Spent three days on the river with the new engine. I've been through 4 or so gallons of fuel and have almost finished 10 hour break-in. The engine has gotten significantly smoother since as I've gotten deeper into break-in. Engine starts and runs great and vibration has decreased considerably. I would consider that this could be placebo effect (break-in sugar pill) but my fishing partner noticed the change on the third day after taking the middle day off.

The engine runs and starts like it should. Electric start is really nice. GPS says we get 20 MPH with 430 lbs of paunchy middle aged guys and a full load of gear and equipment. 23 MPH with half the old guy load. 

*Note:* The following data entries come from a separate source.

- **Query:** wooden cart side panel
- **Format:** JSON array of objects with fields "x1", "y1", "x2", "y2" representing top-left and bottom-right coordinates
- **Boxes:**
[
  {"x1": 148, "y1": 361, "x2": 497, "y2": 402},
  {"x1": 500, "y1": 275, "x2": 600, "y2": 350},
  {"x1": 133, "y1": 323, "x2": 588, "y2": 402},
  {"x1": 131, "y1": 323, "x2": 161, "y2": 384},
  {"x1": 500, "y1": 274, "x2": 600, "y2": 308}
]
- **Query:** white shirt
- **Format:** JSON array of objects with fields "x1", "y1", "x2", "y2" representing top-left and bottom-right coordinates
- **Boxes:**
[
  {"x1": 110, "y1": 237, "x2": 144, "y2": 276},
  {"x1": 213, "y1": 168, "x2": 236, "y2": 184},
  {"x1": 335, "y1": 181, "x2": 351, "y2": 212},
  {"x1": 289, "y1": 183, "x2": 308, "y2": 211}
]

This was also the first extended fishing trip in the 1648 Lowe MV since I rigged her up from a bare hull. I am digging this boat.


----------



## jasper60103 (May 6, 2012)

Nice setup and glad to hear the motor is working out. Enjoy!


----------



## po1 (May 6, 2012)

Nice to hear that she's smoothed out. I'm with you on the electric start, nothing like hitting a button and you're off to the next fishing hole.


----------



## jasm2 (May 8, 2012)

Nice set up. I dont see a bigfoot switch on the bow deck though. If you dont have one it'll be the best 15 bucks you ever spent!


----------



## Oldhar (Jun 11, 2021)

My 2021 Tohatsu 20 hp shakes like crazy when I get to 3/4 throttle. Idle is so quite, trolling very quite. 3/4 throttle and it feels like a concrete vibrator is in the bottom of the boat, everything shakes. I rubber matted the floor so the tackle box, anchor and anything else loose won’t make so much noise. No sneaking up on fish with this motor. It just now has 10 hours on it.


----------



## nytebyte (Jun 11, 2021)

I have a 2018 20hp Tahatsu. I am thinking you have a bent prop or propshaft? Something isnt right? Mine has some vibration but nothing like that.


----------



## CedarRiverScooter (Jun 11, 2021)

What does the dealer you bought it from have to say about it?


----------